Ronald Reagan used to pick on “Welfare Queens,” black, urban, female welfare recipients who were supposedly living high on the hog by having lots of children and squeezing extra money out of the system. The image played to people’s stereotypes and was generally believed, even though it was always hard to find real-life examples. Meanwhile there were plenty of fat cats using tax shelters to avoid paying taxes, but they weren’t stigmatized.
The uninsured seem to have become the new welfare queens. From the Boston Globe (Uninsured not to blame for ER waits)
Contrary to conventional wisdom, hospital emergency departments in the United States are not overrun by uninsured people who want free treatment, US researchers said today…
“The uninsured are actually underrepresented in the emergency department. Seventeen percent of Americans are uninsured, almost one in five people. But in the emergency department, we see somewhere between 10 and 15 percent uninsured, closer to 10 percent,” [study author Dr, Manya] Newton said.
One reason for this, she said, is that unlike the insured, people with no insurance are billed for the full cost of the visit.
Readers of the Health Business Blog won’t be surprised by these findings, since I’ve written multiple times that the uninsured use the ER less than insured people.

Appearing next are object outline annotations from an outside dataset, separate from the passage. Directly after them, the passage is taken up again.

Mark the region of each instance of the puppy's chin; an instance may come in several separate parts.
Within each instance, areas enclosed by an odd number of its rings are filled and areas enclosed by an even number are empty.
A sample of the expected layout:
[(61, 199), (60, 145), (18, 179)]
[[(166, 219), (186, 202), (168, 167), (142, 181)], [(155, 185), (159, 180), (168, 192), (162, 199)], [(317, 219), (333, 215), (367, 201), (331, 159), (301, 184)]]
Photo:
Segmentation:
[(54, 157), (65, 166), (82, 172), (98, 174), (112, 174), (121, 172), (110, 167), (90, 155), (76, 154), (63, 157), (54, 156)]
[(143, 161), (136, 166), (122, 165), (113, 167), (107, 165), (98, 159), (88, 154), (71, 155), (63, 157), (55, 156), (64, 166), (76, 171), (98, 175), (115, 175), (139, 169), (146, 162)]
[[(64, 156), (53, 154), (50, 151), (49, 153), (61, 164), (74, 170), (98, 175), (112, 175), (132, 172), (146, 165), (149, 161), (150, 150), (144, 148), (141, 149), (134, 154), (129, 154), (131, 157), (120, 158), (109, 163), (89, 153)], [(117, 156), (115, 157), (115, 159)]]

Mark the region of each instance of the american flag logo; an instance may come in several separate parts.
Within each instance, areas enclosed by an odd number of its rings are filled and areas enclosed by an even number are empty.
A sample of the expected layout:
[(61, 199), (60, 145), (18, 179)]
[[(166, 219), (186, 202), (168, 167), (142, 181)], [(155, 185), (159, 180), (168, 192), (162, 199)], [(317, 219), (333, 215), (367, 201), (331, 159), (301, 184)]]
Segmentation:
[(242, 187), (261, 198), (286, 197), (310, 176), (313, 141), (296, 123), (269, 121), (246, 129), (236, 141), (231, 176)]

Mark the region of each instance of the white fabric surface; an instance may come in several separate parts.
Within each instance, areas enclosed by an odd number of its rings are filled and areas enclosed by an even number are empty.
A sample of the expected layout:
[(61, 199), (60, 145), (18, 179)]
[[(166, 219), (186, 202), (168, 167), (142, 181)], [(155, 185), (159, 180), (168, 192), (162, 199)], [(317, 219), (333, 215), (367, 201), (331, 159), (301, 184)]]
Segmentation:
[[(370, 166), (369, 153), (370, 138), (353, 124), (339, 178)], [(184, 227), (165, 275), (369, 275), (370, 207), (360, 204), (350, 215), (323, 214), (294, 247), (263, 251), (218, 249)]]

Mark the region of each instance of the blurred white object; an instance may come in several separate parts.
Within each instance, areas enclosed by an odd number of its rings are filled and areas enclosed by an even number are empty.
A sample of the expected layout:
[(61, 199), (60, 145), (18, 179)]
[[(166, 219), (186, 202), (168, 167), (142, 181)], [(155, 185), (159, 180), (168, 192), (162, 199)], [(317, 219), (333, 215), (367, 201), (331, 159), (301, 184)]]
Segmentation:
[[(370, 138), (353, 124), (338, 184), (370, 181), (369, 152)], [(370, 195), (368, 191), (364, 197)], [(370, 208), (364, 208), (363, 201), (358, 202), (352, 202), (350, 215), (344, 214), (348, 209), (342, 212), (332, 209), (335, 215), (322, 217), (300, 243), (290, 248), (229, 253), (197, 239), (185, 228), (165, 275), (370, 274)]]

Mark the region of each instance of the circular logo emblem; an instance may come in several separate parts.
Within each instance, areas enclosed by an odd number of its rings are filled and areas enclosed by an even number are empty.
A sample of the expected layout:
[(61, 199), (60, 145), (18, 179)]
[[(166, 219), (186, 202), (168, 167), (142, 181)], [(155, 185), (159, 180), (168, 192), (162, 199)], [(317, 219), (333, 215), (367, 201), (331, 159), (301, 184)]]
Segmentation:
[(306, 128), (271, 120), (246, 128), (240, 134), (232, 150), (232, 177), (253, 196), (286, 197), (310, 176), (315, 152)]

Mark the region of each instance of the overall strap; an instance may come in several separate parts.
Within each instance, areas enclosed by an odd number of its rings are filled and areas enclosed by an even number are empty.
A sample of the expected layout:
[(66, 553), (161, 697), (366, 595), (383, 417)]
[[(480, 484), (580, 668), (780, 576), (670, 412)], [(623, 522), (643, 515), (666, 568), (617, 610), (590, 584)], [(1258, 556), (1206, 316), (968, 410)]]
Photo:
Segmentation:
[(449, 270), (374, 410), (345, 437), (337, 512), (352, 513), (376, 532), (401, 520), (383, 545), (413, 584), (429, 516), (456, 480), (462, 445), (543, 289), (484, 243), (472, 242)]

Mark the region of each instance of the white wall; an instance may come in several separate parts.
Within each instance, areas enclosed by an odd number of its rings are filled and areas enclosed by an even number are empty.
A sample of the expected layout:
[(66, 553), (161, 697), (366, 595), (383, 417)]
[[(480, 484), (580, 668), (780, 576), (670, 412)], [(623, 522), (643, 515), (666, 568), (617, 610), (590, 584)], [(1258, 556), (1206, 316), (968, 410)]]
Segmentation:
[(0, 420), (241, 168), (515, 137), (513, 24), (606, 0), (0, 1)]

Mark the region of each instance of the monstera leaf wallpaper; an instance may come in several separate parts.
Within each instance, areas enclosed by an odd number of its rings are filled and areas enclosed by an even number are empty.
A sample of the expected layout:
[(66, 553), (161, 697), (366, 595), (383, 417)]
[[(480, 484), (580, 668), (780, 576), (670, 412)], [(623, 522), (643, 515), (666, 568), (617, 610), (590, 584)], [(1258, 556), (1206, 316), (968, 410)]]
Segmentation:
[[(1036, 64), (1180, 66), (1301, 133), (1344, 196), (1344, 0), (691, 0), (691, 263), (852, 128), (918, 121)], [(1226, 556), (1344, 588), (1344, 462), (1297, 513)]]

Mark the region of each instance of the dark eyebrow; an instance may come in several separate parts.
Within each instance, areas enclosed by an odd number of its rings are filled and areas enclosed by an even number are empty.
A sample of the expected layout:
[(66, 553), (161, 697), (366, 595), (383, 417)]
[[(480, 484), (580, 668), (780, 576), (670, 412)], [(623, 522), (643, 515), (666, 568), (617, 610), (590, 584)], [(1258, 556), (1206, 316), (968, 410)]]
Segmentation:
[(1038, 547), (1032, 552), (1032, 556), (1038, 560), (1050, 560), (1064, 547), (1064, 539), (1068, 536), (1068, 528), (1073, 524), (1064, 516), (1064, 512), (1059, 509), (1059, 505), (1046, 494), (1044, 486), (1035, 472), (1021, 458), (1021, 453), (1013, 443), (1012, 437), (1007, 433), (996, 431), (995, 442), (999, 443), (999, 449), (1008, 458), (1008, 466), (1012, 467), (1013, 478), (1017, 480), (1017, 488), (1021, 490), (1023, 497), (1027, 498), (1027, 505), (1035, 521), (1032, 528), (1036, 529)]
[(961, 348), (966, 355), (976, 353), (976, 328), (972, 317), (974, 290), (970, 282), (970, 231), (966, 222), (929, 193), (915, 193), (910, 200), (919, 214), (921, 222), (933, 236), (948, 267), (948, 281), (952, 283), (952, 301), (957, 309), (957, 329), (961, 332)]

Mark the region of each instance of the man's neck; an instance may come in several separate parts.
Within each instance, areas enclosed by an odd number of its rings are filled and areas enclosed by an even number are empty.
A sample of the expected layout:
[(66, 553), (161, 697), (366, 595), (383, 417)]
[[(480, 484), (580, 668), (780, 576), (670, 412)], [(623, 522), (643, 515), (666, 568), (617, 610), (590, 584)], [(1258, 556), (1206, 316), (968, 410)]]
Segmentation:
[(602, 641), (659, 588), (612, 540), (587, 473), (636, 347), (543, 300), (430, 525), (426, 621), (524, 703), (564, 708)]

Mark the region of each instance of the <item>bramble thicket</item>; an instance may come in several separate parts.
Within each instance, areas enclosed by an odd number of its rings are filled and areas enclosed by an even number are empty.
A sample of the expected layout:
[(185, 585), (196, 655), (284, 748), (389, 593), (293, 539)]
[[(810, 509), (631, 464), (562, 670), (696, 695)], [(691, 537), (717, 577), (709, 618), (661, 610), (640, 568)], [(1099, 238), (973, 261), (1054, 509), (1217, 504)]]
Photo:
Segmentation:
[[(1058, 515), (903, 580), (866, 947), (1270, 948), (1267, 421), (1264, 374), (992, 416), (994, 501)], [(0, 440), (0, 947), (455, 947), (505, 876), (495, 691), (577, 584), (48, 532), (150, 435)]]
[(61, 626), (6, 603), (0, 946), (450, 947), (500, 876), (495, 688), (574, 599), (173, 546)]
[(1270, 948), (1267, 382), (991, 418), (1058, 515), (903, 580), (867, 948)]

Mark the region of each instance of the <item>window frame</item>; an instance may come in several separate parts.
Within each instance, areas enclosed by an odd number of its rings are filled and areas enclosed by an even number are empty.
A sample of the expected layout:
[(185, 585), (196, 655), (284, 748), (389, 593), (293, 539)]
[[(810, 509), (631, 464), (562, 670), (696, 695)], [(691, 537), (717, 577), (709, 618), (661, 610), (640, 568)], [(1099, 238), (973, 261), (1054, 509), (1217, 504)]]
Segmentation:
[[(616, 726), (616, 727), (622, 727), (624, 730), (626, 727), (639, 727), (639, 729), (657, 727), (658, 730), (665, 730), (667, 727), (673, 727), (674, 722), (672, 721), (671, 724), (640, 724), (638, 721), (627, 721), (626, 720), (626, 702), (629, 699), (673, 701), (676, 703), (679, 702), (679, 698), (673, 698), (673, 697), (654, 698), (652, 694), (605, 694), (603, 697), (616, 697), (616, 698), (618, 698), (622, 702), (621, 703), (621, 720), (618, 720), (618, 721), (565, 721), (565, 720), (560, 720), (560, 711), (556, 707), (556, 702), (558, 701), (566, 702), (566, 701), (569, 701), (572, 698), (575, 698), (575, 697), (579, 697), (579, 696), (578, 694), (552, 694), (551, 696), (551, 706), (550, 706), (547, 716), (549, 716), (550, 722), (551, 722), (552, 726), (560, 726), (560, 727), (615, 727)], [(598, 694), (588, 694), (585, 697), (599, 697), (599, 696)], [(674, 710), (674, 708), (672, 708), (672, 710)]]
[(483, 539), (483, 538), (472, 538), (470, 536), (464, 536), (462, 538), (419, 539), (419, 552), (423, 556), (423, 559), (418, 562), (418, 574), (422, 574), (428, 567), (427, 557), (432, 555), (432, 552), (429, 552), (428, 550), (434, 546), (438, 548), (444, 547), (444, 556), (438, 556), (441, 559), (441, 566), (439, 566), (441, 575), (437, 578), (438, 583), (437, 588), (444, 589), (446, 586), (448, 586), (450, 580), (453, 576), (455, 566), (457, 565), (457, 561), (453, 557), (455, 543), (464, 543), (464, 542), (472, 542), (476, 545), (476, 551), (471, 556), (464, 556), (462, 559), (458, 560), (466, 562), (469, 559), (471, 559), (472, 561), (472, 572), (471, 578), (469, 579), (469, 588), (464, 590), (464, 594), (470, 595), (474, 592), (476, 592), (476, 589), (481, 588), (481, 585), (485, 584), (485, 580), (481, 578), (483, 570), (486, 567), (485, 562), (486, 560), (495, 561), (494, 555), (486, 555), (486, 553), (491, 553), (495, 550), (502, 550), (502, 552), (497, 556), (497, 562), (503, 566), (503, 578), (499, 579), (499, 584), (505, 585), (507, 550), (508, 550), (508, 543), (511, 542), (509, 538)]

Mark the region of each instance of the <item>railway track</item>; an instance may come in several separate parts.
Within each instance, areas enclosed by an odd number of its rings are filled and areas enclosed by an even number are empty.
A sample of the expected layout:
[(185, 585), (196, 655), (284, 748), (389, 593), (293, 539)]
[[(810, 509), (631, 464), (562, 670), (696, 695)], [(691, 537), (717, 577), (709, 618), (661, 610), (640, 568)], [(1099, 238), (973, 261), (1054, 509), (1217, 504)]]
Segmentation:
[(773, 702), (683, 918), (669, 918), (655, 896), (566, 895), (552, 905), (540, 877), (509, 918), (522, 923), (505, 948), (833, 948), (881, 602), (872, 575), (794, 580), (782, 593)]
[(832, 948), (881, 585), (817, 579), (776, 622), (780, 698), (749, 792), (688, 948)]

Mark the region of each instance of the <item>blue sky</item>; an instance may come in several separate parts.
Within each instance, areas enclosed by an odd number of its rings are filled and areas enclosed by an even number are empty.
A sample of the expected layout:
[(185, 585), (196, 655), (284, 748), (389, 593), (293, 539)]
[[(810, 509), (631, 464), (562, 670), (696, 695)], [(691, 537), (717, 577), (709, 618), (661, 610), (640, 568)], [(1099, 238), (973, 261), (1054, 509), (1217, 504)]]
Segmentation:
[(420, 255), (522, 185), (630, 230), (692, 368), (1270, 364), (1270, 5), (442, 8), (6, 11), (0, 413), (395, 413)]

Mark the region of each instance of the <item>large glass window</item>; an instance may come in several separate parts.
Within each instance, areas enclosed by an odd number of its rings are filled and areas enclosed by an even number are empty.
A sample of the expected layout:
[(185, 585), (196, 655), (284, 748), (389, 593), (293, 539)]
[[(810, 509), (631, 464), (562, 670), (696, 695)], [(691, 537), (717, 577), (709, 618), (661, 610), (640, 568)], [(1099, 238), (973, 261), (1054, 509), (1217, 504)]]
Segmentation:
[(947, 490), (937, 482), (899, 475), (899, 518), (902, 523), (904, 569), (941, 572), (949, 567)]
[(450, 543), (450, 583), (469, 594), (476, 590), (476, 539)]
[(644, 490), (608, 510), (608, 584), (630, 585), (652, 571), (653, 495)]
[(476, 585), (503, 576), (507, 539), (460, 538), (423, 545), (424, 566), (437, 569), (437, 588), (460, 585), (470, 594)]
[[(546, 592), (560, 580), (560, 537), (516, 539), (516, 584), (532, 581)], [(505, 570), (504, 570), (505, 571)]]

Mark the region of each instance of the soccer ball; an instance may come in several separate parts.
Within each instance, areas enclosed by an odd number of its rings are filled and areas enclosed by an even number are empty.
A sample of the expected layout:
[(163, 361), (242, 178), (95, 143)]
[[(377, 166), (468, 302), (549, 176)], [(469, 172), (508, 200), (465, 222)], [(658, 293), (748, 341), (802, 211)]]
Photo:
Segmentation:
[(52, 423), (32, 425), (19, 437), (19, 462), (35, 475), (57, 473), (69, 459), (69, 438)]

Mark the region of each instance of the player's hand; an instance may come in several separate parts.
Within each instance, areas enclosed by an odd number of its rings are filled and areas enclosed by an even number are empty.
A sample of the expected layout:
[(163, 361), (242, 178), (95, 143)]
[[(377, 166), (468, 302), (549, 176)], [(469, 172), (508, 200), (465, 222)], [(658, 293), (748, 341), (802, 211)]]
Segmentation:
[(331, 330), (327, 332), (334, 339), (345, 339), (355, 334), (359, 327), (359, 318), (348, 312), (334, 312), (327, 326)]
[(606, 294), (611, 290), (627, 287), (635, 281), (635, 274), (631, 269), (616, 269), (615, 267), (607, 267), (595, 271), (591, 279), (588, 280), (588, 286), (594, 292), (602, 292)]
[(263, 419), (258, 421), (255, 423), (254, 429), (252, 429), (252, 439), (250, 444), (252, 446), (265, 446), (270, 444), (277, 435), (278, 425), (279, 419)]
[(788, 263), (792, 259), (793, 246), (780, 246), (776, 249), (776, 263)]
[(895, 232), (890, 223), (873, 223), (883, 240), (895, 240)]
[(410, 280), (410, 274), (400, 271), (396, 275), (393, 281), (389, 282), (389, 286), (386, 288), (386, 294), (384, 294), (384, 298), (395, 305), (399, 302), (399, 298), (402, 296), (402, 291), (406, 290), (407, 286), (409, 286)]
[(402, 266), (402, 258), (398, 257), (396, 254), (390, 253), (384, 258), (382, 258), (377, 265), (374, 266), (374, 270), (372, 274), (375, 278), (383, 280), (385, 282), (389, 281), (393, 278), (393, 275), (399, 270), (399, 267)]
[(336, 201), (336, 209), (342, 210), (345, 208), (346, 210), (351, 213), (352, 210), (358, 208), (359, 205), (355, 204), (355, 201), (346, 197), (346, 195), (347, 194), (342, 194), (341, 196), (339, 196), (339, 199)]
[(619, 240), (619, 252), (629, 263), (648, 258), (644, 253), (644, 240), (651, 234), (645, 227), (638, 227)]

The perception that the uninsured are clogging up emergency rooms is a dangerous one, not only because of the bias it represents against the less fortunate, but also because it drives incorrect policy assumptions. One of the arguments for universal health insurance in Massachusetts and California was that it would [at least partly] pay for itself by shifting patients from the ER to primary care. Here’s what Blue Cross Blue Shield of MA said in its explanation of the Massachusetts health reform law back in 2006:
Since Massachusetts already pays at least $1.1 billion to provide health care for the uninsured, the additional funding requirements are expected to be modest. The bill will redirect the existing funds that currently pay for the cost of care, which is often accessed in the emergency room by people who lack insurance. In the future these funds will subsidize the cost of insurance, which will enable people to access care in more appropriate settings and establish relationships with PCPs.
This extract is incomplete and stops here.